O FETICHE DA CARIDADE

      Passaram as comemorações de Natal; agora é Ano Novo. Como sempre, as festas de fim de ano cercam-se de uma etiqueta caridosa. De repente, é chique encenar uma pose de desprendimento e prodigalidade, afinal na temporada do Natal dar é mais importante do que receber. É assim que o espírito de Papai Noel toma conta do ambiente e perdura até que se apaguem os fogos do réveillon. Em pauta shows de confraternização, jogos de futebol beneficentes, gente chorando, astros fungando, duplas sertanejas cantando de mãos dadas, “socialites” empetecadas e muita publicidade condoída pedindo dinheiro para causas humanitárias.

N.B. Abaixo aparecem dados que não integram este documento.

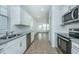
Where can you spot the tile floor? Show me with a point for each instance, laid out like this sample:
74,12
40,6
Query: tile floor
41,45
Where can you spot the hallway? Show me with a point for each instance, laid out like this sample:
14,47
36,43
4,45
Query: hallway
41,45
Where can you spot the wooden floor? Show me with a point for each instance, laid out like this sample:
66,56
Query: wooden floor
41,45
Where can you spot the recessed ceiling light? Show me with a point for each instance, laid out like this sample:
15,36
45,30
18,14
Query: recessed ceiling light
42,9
38,16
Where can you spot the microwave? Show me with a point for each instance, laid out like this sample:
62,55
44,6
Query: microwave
71,16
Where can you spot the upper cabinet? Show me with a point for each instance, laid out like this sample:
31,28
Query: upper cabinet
19,16
67,8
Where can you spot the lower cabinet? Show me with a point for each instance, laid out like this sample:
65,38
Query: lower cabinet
17,46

      Ótimo que existam campanhas granjeando fundos para ajudar os pobres; ótimo que funcionem. No final da linha, um desprovido terá encontrado auxílio, remédio e agasalho e o mundo terá ficado um pouco menos selvagem, ainda que momentaneamente. Mas há um problema na crescente propaganda da caridade. O problema é que ela não rompe com o egoísmo, mas, paradoxalmente tende a reforçá-lo. Nesse sentido essa propaganda é deseducativa. O telespectador é instado a doar seus trocados menos pelos benefícios que proporcionará a outros e mais pelo prazer que experimentará ao fazer a doação. A caridade deixa de ter o sentido de repartir o que se tem com quem nada tem para tornar-se mecanismo obscuro de comprar sensações. “Você vai sentir-se maior e melhor…”, promete o anúncio de uma obra filantrópica. Portanto, doe e goze! Sai barato.

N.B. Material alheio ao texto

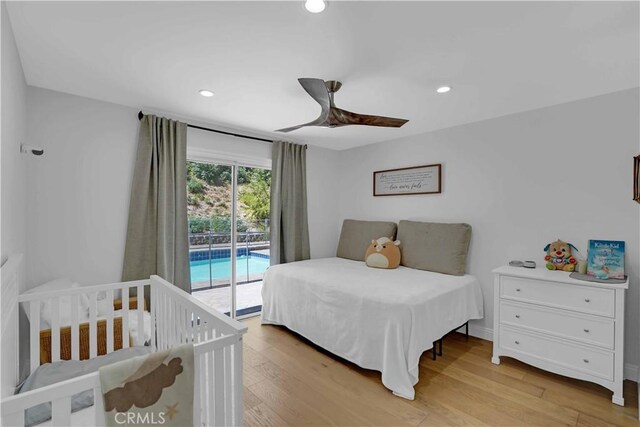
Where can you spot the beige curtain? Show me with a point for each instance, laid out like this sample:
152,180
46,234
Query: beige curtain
157,237
289,225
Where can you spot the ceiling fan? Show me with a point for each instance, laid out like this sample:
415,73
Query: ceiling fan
332,116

      É claro, não foi a publicidade que inventou a perversão invertida que há no gesto de quem dá migalhas aos fracos; ela apenas encontrou aí sua via de convencimento e sedução. Doar para ter prazer, longe de ser um modo de amar o próximo, trata-se de um recurso permitido para que se cultive o narcisismo, o mesmo narcisismo que há em ter um carro importado que o outro não tem, a gravata que o outro não tem, o cartão de crédito que o outro não tem.
Mas a perversão não fica por aí. Além de não tocar nas causas que fabricam as multidões de desvalidos, as campanhas de filantropia aproveitam-se da imagem dos sem privilégios para comover sua clientela de novos caridosos deslumbrados consigo mesmos. Transformam os necessitados na cenografia de um grande fetiche, que é o exato oposto da fraternidade; fraternidade é estar ao lado do outro como irmão, jamais como um superior que simplesmente entrega o que não lhe fará falta. Mas nisso também consiste o fetiche, em fazer parecer esmola o que deveria ser um direito. Como mensagem de Ano Novo, isso tudo é algo terrível.

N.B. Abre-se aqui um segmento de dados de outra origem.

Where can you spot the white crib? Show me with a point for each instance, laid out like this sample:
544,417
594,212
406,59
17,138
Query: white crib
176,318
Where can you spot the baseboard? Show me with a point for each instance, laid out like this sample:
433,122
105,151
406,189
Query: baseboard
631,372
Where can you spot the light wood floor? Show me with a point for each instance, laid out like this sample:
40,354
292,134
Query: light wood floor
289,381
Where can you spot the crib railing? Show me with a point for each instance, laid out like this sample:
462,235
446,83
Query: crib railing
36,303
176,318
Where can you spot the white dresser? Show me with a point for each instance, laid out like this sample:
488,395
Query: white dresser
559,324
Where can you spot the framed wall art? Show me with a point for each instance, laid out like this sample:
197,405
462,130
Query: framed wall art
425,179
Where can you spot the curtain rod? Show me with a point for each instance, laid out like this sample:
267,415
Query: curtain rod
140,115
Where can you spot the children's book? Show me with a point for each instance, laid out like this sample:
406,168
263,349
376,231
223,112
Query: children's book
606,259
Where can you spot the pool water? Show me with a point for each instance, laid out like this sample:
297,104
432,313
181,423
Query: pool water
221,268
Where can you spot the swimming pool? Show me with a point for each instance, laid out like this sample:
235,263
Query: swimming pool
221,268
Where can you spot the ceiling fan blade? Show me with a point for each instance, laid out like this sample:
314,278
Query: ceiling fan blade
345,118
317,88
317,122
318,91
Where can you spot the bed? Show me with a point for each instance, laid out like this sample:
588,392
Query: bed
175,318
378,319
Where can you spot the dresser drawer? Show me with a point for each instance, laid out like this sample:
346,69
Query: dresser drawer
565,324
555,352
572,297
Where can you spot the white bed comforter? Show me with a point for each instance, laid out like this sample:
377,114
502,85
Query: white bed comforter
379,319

      Gente da Melhor Qualidade, esta é uma crônica escrita por Eugênio Bucci na revista “Veja”, edição de Janeiro de 1998, que resolvi divulgar. Pensem, reflitam e tomem posição.
      A Bíblia nos ensina que “Quando, pois, deres esmola, não faças tocar trombeta diante de ti, como fazem os hipócritas nas sinagogas e nas ruas, para serem glorificados pelos homens. Em verdade vos digo que já receberam a sua recompensa. Mas, quando tu deres esmola, não saiba a tua mão esquerda o que faz a direita para que a tua esmola fique em secreto; e teu Pai, que vê em secreto, te recompensará”. (Mt 6 2-4).